4 It is a bit perplexing that Colliers Defendants did not raise the nominal-defendant and fraudulent-joinder doctrines, since Union’s briefing expressly cites cases discussing those doctrines. See ECF No. 24 at 5, 8 (citing MOAC Mall Holdings, which discusses nominal defendants, and Battle, which discusses fraudulent joinder). Because the rule of unanimity is not satisfied, this action must be remanded to Minnesota state court.5 See Marano Enters. of Kan., 254 F.3d at 754 n.2. The Court
therefore denies Colliers Defendants’ motions to dismiss as moot. CONCLUSION Based upon the foregoing, and all the files, records, and proceedings herein, IT IS HEREBY ORDERED that: 1. Colliers Funding LLC’s, Colliers Securities LLC’s, and Colliers Equipment Trustee LLC’s Motion for Joinder to Colliers International Group Inc.’s Opposition (ECF No. 32) is GRANTED;
2. Union Equipment Finance, LLC’s Motion To Remand (ECF No. 23) is GRANTED;
3. Colliers International Group Inc.’s Motion To Dismiss (ECF No. 12) is DENIED as moot;
4. Colliers Funding LLC’s, Colliers Securities LLC’s, and Colliers Equipment Trustee LLC’s Motion To Dismiss (ECF No. 18) is DENIED as moot; and
5. This action is REMANDED to the District Court of the State of Minnesota, Fourth Judicial District, County of Hennepin.
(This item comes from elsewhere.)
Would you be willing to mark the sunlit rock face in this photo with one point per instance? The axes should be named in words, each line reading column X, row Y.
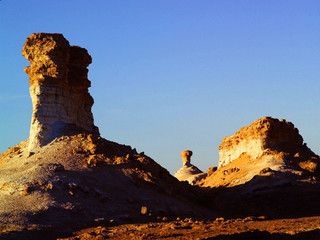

LET JUDGMENT BE ENTERED ACCORDINGLY.
Dated: June 30, 2026 s/Laura M. Provinzino Laura M. Provinzino United States District Judge
5 As a final note, the Court observes that the statement “[a]ll Defendants consent to the removal of this case” in International’s notice of removal was erroneous. ECF No. 1 at 4. As International’s counsel candidly admitted during oral argument, it would have been more accurate for International to state “all Defendants properly served and joined consent to the removal of this case.”